West Lake Bonney, Taylor Valley, Antarctica
Reporting from Blood Falls Basecamp
With yesterday’s success and some navigation data for the programmers to occupy themselves with, today seemed like a good day to work on the problem with the profiler. Through some research, Bart had established that there was a thermistor in the servo driver electronics that would trigger a fault at temperatures around freezing. This seemed like a strange design because the usual concern with electronics is that they will overheat and fail, so having a maximum temperature cutoff makes sense. At our temperatures, though, the electronics will still work fine and there is no real reason to trigger a fault. There are several ways to get around this problem and all of them involved getting into the driver’s electronics. What Bart decided to do was to replace the thermistors with a fixed value resistor.
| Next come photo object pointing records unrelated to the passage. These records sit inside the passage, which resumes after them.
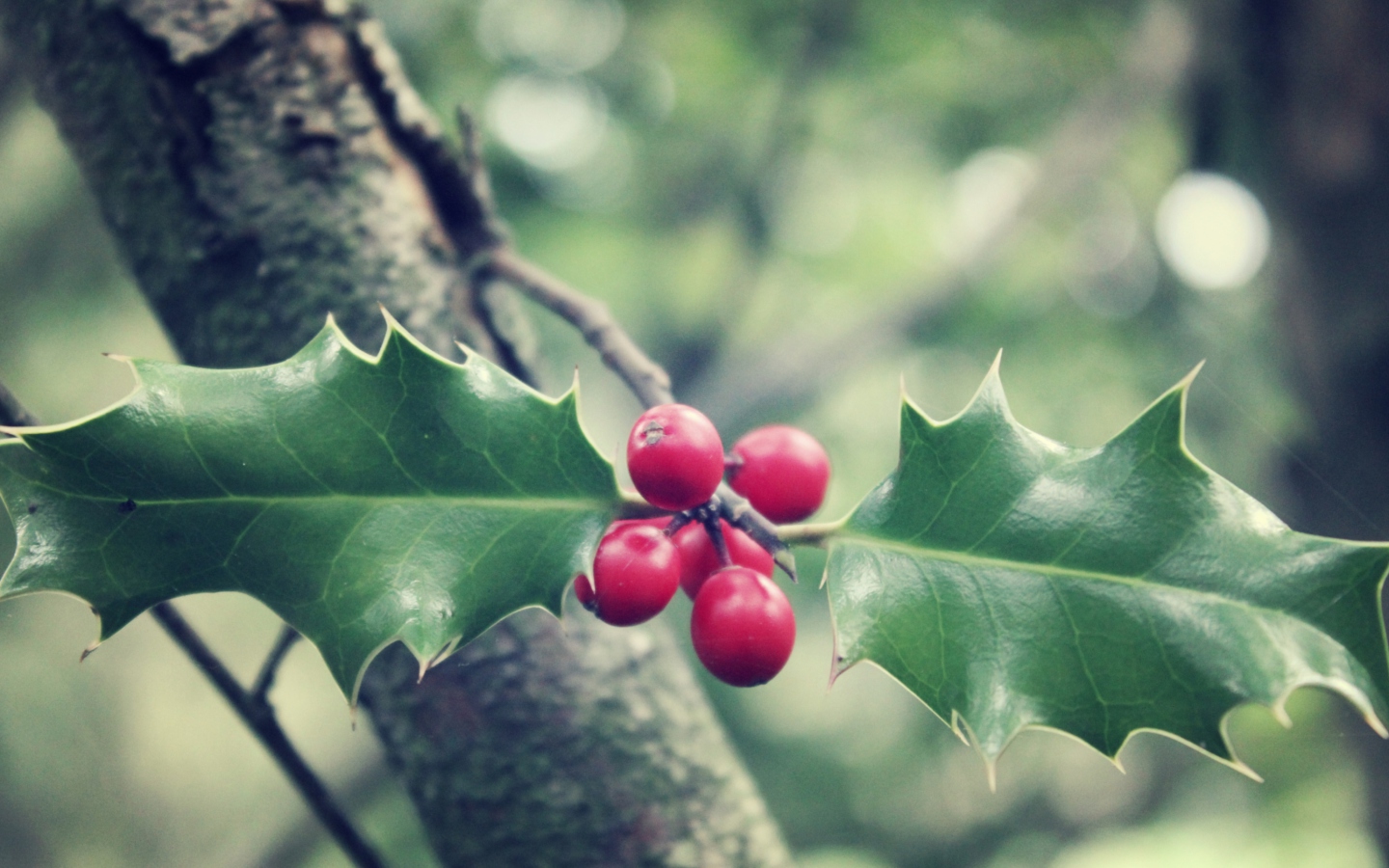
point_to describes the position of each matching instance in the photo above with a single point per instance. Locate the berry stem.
(811, 533)
(738, 513)
(678, 521)
(716, 535)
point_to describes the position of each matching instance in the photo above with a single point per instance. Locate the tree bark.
(262, 164)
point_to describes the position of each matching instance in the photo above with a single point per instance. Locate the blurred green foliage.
(736, 180)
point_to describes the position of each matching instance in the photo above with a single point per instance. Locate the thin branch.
(260, 719)
(252, 706)
(643, 376)
(265, 678)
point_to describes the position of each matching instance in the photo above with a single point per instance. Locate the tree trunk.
(264, 164)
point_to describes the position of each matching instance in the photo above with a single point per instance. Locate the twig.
(643, 376)
(260, 719)
(265, 678)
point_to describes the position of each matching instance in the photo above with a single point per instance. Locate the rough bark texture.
(264, 164)
(619, 767)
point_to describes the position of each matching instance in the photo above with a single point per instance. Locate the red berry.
(742, 627)
(699, 558)
(635, 574)
(675, 457)
(782, 471)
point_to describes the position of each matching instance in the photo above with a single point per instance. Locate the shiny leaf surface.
(362, 499)
(1010, 581)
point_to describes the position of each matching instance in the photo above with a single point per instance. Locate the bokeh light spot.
(1212, 231)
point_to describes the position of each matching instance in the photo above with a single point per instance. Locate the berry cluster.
(742, 625)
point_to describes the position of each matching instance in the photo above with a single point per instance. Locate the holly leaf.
(365, 501)
(1013, 583)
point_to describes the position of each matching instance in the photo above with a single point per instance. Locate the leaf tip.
(89, 650)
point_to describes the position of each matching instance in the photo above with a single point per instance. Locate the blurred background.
(801, 207)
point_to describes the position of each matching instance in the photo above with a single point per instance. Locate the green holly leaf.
(362, 499)
(1010, 581)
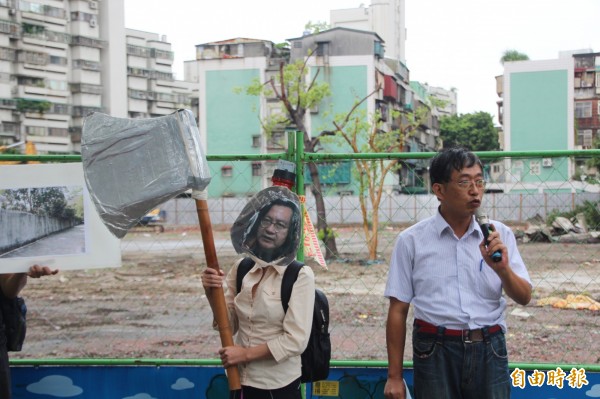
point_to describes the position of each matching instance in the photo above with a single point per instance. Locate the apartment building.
(385, 17)
(354, 66)
(60, 61)
(549, 105)
(229, 119)
(152, 90)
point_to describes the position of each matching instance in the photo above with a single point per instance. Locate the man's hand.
(37, 271)
(233, 355)
(211, 278)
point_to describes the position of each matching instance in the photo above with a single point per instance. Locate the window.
(277, 140)
(256, 168)
(226, 171)
(36, 131)
(583, 109)
(535, 168)
(584, 138)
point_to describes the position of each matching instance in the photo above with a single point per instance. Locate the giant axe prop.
(133, 165)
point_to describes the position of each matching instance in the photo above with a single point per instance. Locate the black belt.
(476, 335)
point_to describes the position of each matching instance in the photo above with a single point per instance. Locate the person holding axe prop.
(133, 165)
(269, 340)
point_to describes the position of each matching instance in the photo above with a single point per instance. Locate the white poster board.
(47, 218)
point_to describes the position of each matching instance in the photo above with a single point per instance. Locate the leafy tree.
(44, 201)
(316, 27)
(297, 94)
(513, 55)
(359, 133)
(475, 131)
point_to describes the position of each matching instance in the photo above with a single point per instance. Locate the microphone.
(484, 224)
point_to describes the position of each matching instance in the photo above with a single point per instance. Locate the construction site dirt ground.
(153, 306)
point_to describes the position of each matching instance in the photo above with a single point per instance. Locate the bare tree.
(361, 133)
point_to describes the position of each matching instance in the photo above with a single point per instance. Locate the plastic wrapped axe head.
(133, 165)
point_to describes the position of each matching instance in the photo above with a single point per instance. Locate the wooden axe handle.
(217, 295)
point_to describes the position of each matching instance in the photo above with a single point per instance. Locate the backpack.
(14, 312)
(316, 356)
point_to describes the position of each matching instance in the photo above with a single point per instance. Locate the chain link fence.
(154, 305)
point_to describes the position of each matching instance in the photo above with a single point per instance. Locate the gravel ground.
(154, 305)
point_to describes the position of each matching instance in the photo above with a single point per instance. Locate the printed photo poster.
(47, 218)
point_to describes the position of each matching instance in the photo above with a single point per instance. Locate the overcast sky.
(449, 43)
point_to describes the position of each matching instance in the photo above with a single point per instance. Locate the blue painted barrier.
(182, 382)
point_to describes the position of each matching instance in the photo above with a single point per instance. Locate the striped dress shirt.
(445, 277)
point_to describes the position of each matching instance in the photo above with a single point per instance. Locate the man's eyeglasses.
(279, 226)
(467, 184)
The first step of this repair was to remove the housing that contains the profiler electronics. Unfortunately, this is not easy. Of all of the housings we might need to open, the profiler electronics pod is in the physical heart of bot, buried in cables, metal frames, pulleys and so on. We had to remove the drop sonde from its cable, remove the pulley, and undo dozens of nearly-impossible-to-reach bolts. To everyone’s surprise, we had the pod out in only two hours.
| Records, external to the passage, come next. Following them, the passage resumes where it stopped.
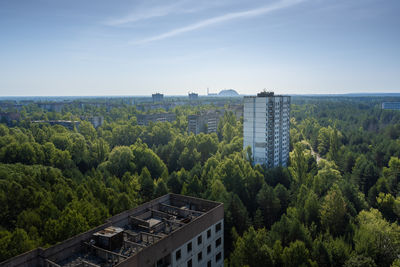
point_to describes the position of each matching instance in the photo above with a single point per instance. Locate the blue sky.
(121, 47)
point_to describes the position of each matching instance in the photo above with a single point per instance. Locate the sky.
(138, 47)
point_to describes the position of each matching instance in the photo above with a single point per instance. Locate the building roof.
(125, 235)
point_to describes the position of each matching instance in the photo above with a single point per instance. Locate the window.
(218, 227)
(218, 242)
(178, 255)
(218, 257)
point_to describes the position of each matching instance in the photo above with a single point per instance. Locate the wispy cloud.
(177, 7)
(220, 19)
(143, 14)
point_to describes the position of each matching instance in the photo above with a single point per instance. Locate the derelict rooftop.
(148, 235)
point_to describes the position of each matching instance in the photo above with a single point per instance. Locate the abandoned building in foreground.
(172, 230)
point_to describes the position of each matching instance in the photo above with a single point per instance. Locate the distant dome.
(229, 92)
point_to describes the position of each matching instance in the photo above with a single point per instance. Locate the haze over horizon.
(98, 47)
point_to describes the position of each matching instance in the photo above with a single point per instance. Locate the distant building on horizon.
(266, 128)
(144, 119)
(206, 122)
(193, 96)
(157, 97)
(391, 105)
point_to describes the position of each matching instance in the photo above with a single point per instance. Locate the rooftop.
(124, 235)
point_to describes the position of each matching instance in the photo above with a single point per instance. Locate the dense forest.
(336, 204)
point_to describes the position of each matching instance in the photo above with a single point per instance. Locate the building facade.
(171, 231)
(266, 125)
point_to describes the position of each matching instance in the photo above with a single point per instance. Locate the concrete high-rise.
(266, 128)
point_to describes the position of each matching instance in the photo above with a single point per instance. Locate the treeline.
(336, 204)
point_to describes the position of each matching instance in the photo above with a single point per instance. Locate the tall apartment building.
(266, 128)
(172, 230)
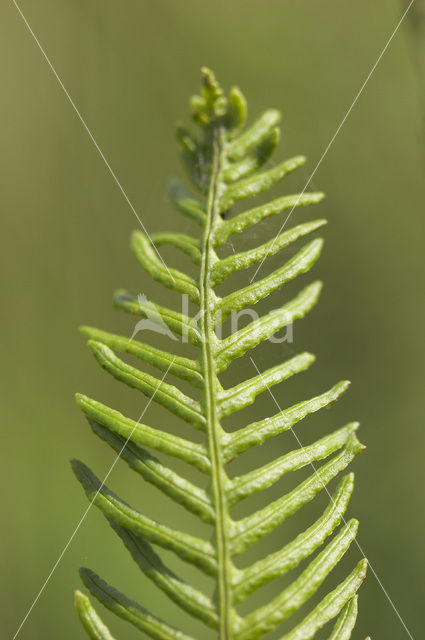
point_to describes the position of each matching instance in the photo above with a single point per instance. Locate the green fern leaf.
(225, 162)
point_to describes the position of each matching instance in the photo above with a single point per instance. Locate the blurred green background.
(130, 67)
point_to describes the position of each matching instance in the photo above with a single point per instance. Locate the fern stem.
(214, 430)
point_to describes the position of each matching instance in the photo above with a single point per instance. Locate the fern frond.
(226, 165)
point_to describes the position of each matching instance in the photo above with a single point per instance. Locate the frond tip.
(227, 164)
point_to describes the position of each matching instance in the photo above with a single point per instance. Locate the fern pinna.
(224, 162)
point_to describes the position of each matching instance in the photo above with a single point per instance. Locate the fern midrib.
(211, 394)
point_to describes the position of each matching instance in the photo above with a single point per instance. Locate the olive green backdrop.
(130, 66)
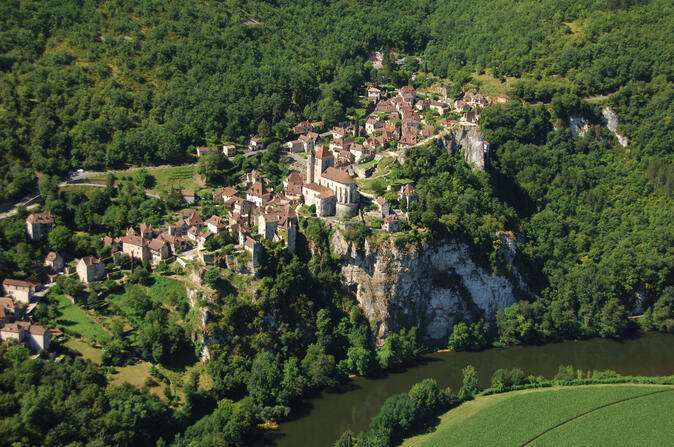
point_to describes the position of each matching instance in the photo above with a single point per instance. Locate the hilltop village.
(323, 182)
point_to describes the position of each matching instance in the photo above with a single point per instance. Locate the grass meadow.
(513, 419)
(77, 322)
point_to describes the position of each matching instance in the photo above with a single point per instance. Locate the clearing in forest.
(592, 415)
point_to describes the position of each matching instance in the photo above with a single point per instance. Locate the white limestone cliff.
(431, 286)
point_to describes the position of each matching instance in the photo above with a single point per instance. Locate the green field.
(163, 286)
(513, 419)
(159, 292)
(88, 352)
(75, 321)
(179, 177)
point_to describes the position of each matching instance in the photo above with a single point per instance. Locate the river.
(323, 419)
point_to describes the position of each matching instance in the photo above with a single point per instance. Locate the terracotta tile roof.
(19, 283)
(257, 189)
(157, 244)
(294, 177)
(323, 153)
(11, 327)
(250, 242)
(216, 221)
(36, 330)
(194, 220)
(90, 260)
(338, 175)
(134, 240)
(408, 190)
(40, 218)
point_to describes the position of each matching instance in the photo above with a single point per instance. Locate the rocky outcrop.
(611, 120)
(578, 126)
(469, 139)
(430, 286)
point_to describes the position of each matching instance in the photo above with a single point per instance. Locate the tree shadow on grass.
(180, 362)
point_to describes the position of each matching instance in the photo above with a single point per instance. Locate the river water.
(323, 419)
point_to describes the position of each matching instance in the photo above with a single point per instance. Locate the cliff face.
(611, 120)
(430, 287)
(470, 139)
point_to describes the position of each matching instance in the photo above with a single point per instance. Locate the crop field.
(179, 177)
(592, 415)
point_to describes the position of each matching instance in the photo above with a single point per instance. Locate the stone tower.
(311, 161)
(322, 161)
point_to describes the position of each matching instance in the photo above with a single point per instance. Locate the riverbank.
(576, 415)
(322, 420)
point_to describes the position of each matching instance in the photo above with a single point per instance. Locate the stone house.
(188, 195)
(361, 153)
(237, 205)
(146, 231)
(471, 117)
(253, 247)
(178, 229)
(54, 262)
(428, 131)
(216, 224)
(21, 291)
(39, 225)
(407, 195)
(258, 194)
(225, 194)
(9, 310)
(136, 247)
(391, 223)
(439, 107)
(90, 269)
(384, 206)
(203, 150)
(373, 124)
(308, 142)
(295, 146)
(408, 94)
(255, 144)
(177, 244)
(374, 93)
(159, 250)
(339, 132)
(229, 150)
(192, 218)
(293, 178)
(34, 336)
(252, 177)
(303, 127)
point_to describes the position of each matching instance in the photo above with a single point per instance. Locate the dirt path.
(592, 411)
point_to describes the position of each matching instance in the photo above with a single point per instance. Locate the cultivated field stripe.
(591, 411)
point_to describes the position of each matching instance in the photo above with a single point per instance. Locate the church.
(333, 191)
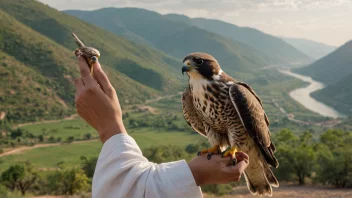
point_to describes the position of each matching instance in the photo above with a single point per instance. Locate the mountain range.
(36, 39)
(268, 44)
(335, 70)
(175, 38)
(141, 52)
(313, 49)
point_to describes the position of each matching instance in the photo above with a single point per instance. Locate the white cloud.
(311, 19)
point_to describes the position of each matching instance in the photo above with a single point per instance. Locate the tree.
(68, 181)
(70, 139)
(87, 136)
(41, 138)
(295, 155)
(16, 133)
(335, 158)
(20, 176)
Here is the pod we have to remove, right in the center of the vehicle.
Bart slowly slides the electronics pod and pulley assembly out of the vehicle.
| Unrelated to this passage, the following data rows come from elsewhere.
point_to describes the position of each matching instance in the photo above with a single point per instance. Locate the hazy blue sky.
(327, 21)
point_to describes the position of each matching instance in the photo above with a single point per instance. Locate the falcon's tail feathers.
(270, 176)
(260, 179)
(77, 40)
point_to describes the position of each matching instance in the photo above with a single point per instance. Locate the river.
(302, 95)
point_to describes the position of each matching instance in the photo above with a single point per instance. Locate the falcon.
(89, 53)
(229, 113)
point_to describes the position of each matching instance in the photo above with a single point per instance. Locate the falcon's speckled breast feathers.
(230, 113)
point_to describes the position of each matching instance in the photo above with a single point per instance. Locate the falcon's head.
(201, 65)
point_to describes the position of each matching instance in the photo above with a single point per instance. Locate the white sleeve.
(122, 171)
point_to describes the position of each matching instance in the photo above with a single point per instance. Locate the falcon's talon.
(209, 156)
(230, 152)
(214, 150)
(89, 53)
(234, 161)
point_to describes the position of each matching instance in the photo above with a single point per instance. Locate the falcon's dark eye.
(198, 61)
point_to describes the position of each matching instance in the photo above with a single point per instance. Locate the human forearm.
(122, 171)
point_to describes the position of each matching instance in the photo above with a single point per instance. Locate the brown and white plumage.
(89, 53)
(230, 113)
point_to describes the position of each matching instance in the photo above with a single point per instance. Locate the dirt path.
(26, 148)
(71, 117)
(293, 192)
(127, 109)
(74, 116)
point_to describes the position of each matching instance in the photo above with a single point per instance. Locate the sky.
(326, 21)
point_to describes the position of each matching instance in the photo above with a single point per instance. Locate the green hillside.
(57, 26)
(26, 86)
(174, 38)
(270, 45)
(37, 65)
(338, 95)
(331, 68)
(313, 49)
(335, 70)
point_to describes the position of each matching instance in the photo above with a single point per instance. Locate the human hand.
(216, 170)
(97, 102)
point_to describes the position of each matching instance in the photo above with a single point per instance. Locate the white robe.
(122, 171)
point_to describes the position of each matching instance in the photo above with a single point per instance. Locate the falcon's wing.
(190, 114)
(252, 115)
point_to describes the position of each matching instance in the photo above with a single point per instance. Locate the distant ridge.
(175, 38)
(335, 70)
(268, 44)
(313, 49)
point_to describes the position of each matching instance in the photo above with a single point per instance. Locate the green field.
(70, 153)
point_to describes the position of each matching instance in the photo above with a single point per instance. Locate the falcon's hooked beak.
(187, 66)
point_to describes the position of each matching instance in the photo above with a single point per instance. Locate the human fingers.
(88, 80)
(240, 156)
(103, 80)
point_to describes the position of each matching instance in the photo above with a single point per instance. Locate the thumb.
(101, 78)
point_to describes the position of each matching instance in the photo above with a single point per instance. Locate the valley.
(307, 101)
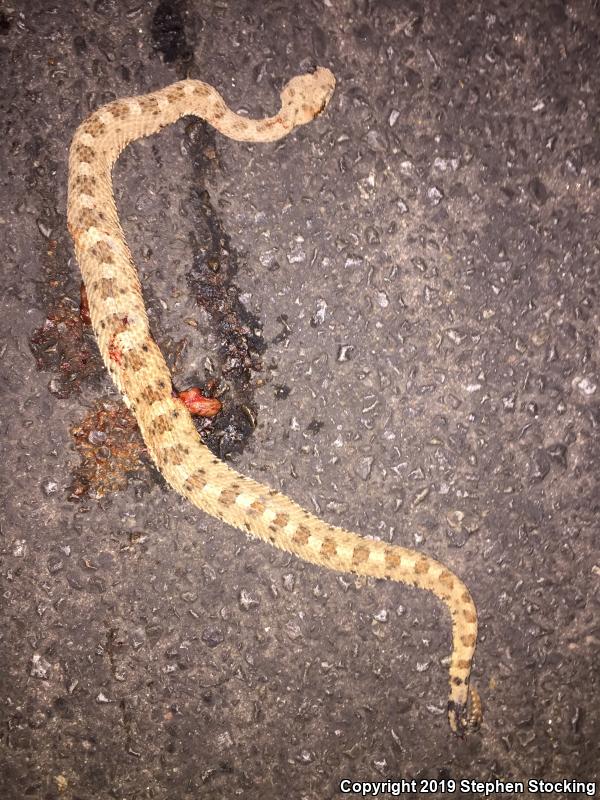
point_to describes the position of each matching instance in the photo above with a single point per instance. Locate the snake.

Bill and Bart inspect the pod after we’ve detached the pulley assembly.
Pulling the pod out of the bot was only the beginning of the process. Once we had opened the pod, it took Bart several more hours to meticulously remove the electronic components that blocked his access to the servo driver electronics, where he needed to work. He decided that the easiest fix to our temperature fault problem was to spoof the firmware temperature fault control so that it would never trip off. He did this by soldering a standard value resistor in series with the thermistor that had been built into the driver by the manufacturer. A thermistor is a like a temperature sensitive resistor. At lower temperature it provides less resistance and at higher temperature it provides more resistance. Placing another resistor in series with the thermistor adds to the total resistance “felt” in that part of the circuit. Since the firmware equates higher resistance to higher temperature, it is fooled by this new high resistance to think that the temperature is higher than it really is and it doesn’t trip the fault.
Bart works late into the night opening up the pod, digging through the layers of electronics and soldering in the resistors.
It’s good in theory, and we all hope it’s going to work.